Mitt Romney avait beaucoup répété. Chacune de ses réponses avait été travaillée pour inclure des exemples de ces Américains ordinaires – des femmes de préférence – dont on l’accuse de ne pas se soucier. Il a attaqué sur les emplois verts, et le choix du président de consacrer 90 milliards du plan de relance aux énergies renouvelables. Il a cité Solyndra, l’entreprise de panneaux solaires qui a bénéficié de la garantie de l’Etat avant de faire faillite, mais M. Obama, là encore, a préféré esquiver. Le républicain y est revenu avec un argument plus porteur : “Avec cet argent, vous auriez pu recruter deux millions de profs.”
RASSURER LES RETRAITÉS
Sur le fond, M. Romney s’est livré à un recentrage spectaculaire. “La réglementation, c’est essentiel”, a-t-il proclamé, bien qu’il entende abroger la loi Dodd-Frank. Il a affirmé qu’il n’avait aucun plan de réductions d’impôts de 5 000 milliards de dollars. A plusieurs reprises, il s’est déclaré en accord avec le président, notamment pour affirmer que l’Etat fédéral a un rôle à jouer dans l’éducation. Secteur dont il n’a pas du tout l’intention de réduire le budget – contrairement à ce qu’il indiquait au printemps. Il s’est employé à rassurer les retraités. “Si vous avez 60 ans et plus, vous n’avez pas besoin d’écouter”, a-t-il lancé. “Mais si vous avez 54 ou 55 ans, vous pourriez en avoir envie”, a grincé M. Obama.
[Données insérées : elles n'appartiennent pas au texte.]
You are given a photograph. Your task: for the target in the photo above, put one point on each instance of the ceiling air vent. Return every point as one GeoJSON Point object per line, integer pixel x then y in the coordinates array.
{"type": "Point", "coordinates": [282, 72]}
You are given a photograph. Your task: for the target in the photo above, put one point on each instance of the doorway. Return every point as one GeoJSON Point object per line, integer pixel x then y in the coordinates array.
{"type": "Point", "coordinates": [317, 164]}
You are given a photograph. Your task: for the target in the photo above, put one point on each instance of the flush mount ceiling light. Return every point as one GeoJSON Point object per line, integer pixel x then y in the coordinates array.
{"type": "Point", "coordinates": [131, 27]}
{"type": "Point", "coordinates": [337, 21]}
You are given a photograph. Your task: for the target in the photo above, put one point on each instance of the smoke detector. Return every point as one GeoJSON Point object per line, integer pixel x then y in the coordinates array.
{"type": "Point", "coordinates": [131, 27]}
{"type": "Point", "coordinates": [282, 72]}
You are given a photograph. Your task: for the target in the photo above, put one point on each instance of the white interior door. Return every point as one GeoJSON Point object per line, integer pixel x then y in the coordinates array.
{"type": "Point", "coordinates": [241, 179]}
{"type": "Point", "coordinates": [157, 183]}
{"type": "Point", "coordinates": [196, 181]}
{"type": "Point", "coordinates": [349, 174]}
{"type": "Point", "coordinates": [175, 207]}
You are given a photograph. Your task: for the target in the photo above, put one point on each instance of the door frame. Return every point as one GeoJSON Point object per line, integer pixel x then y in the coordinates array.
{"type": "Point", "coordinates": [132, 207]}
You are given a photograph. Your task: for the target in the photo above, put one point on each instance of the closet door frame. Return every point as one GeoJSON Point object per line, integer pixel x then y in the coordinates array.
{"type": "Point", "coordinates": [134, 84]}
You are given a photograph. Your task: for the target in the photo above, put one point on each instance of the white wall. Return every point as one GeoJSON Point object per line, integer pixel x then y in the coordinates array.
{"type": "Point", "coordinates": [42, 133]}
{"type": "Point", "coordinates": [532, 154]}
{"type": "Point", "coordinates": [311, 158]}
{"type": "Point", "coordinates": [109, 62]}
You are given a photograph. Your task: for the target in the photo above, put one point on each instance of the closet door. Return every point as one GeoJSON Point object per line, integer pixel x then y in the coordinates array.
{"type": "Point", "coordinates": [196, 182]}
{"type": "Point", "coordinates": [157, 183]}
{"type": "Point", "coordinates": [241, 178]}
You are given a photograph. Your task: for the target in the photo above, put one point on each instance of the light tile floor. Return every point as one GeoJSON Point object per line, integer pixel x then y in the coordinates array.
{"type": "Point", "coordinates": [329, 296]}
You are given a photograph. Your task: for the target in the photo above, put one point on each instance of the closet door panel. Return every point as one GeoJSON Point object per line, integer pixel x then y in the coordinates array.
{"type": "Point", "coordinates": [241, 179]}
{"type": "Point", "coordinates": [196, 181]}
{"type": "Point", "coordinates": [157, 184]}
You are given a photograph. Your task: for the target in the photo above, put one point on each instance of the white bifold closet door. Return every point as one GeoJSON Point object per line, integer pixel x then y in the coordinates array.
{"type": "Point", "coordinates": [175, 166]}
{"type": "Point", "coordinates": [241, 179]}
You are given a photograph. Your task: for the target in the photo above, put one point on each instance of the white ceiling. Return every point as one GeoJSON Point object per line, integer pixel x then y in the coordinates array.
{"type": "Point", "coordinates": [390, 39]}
Mitt Romney a assuré qu’avec son plan santé, les malades victimes de conditions préexistantes seraient quand même assurés tout comme dans le plan “Obamacare” – ce qui a été déclaré faux par les fact-checkers. Il a aussi assuré qu’il aimait les profs, les énergies renouvelables et même la chaîne publique PBS, quoiqu’il la priverait immédiatement de subventions publiques. Il s’est enfin présenté comme le champion du consensus droite-gauche, arguant de ce que 87 % des élus de son Etat du Massachusetts étaient démocrates. “Il nous faut un président qui rassemble”, s’est-il exclamé.
Ce revirement a fait quelques sceptiques. “Depuis quand n’a-t-on pas entendu un républicain plaider pour les réglementations ?”, s’est étonné le chroniqueur conservateur David Brooks.
Mitt Romney a démontré sa maîtrise des chiffres et des dossiers budgétaires. Il a montré qu’il est capable de cogner. Mais il souffre selon les sondages d’un déficit de “confiance”. Il lui faudra probablement plus qu’un débat pour convaincre les Américains de la sincérité de son recentrage. Le prochain débat est prévu pour le 11 octobre.